Open jamesaoverton opened 6 years ago
The OntoPilot CSVs for the terms include Related Entities and Exclude fields. Do we want to have these in an implementation for ROBOT?
Related entities
Whether to retrieve entities that are related to the target entity for inclusion in the import module. This can either be empty, in which case no related entities are explicitly retrieved, or it can be a comma-separated list of one or more of the following values: ancestors, descendants, equivalents, disjoints, domains, ranges, inverses, types, or property assertions.
Exclude
If the value of this field is “true”, “yes”, “t”, or “y” (not case sensitive), then this entity (and related entities, if specified in the Related entities column), will be explicitly excluded from the final import module.

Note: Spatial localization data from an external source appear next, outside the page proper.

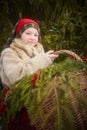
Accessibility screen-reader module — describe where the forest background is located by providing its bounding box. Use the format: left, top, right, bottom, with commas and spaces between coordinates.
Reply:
0, 0, 87, 57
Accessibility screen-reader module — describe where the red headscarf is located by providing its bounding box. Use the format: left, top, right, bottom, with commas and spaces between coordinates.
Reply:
15, 18, 39, 36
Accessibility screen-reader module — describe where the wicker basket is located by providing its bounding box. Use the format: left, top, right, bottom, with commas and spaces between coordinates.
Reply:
30, 50, 87, 130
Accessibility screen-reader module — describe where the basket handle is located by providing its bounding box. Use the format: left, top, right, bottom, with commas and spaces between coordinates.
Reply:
54, 50, 82, 61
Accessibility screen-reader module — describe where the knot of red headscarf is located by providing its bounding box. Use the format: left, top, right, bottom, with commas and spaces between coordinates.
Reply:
15, 18, 39, 36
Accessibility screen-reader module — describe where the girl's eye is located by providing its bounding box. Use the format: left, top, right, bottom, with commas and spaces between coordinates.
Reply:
35, 34, 39, 37
26, 32, 31, 35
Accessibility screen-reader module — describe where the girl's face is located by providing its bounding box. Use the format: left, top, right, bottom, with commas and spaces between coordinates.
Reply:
20, 27, 39, 47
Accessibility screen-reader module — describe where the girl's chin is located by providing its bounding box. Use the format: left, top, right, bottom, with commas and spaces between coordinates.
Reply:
28, 43, 37, 47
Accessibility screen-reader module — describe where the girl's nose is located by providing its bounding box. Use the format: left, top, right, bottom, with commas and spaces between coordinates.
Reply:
30, 34, 35, 39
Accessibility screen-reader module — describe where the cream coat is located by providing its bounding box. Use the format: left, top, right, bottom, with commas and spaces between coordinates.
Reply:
0, 38, 52, 87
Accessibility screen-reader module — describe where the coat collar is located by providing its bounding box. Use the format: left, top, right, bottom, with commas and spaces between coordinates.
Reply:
10, 38, 44, 57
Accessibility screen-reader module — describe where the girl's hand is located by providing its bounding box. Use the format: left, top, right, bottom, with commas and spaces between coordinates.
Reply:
46, 50, 59, 61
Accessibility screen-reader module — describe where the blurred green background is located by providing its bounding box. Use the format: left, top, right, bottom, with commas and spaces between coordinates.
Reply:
0, 0, 87, 56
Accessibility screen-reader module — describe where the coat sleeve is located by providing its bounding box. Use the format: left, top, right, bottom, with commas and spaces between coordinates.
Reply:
1, 49, 52, 84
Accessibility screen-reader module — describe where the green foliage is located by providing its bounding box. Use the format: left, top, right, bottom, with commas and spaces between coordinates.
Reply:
41, 9, 87, 56
1, 59, 87, 130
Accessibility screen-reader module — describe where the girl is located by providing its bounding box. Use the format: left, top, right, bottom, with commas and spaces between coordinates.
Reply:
0, 18, 58, 87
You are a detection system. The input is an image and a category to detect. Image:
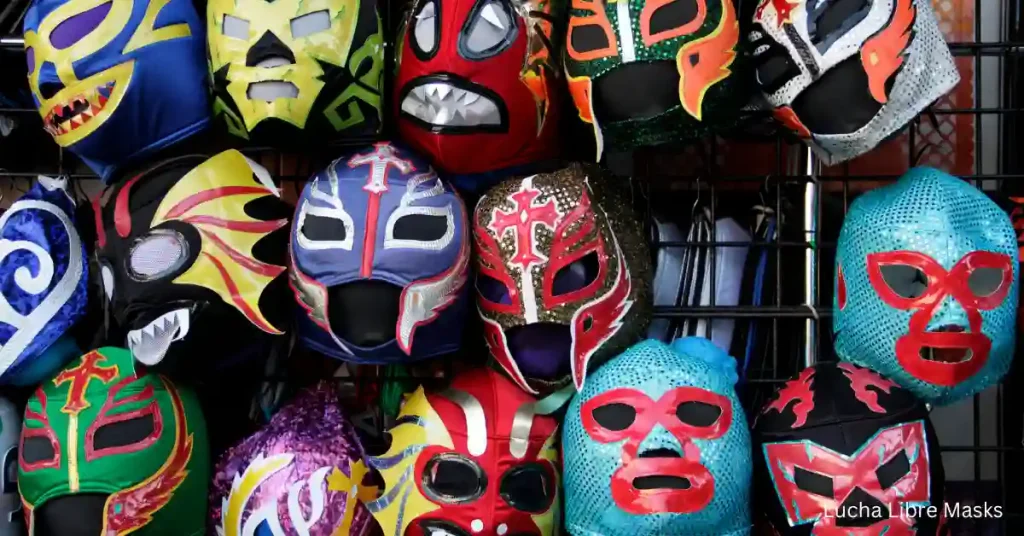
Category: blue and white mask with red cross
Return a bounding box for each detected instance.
[834,167,1018,406]
[289,142,471,364]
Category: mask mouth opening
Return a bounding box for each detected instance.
[593,60,680,123]
[327,280,403,348]
[33,493,108,536]
[398,74,509,133]
[419,520,472,536]
[919,325,974,364]
[633,448,692,489]
[505,323,571,380]
[247,81,299,101]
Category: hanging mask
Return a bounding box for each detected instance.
[290,142,471,364]
[207,0,385,142]
[562,338,751,536]
[0,176,86,386]
[473,164,651,395]
[210,382,374,536]
[564,0,748,159]
[750,0,960,165]
[394,0,566,176]
[366,367,561,536]
[0,398,23,536]
[95,150,292,377]
[23,0,210,182]
[18,347,210,535]
[834,167,1018,406]
[753,362,945,535]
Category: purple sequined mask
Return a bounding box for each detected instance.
[289,142,471,364]
[209,383,374,536]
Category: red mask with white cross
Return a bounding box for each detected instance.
[471,165,651,395]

I'm trying to think of a way to make it most user-friendly. I was thinking we could have a master source file like OntoPilot, where you specify the IRIs and entity files for each import... plus maybe a method (MIREOT, STAR, etc.). Then, for each entity file, just a simple list of CURIEs?
I think we want these things, but the first implementation can focus on operations that we already support.
I got a basic implementation of this working. It definitely needs some refinement, but it gets the job done.
The user passes in a csv to --source-file
, and does not need to add an --input
ontology. Right now, I thought it would be best to keep it separate from merge. If we wanted to do a full extract & merge into an input ontology, that might make more sense as a new command? Just thinking out loud.
The source file looks something like this:
ID,IRI,method,term file,output
CHMO,http://purl.obolibrary.org/obo/chmo.owl,STAR,imports/source/chmo.txt,imports/chmo_imports.owl
OBI,http://purl.obolibrary.org/obo/obi.owl,MIREOT,imports/source/obi.txt,imports/obi_imports.owl
The term file specifies a txt file with a list of terms for STAR, TOP, and BOT. The MIREOT method also accepts a list of terms, but upper terms are split from lower terms with -
(I'm open to better ways of doing this, I just didn't want to have to specify two separate files)
BFO:0000002
-
BFO:0000002
Another option would be to make the term file a csv as well e.g.:
CURIE,level
BFO:0000002,upper
BFO:0000002,lower
And then we can later include the fields that OntoPilot uses. The annoying part is that the term file for the MIREOT method would be slightly different than all the other term files... but it might still be the better way to go.
Each entry in the source file is retrieved by IRI and extract is run based on the terms in the term file. The extracted terms are saved in the file specified by output.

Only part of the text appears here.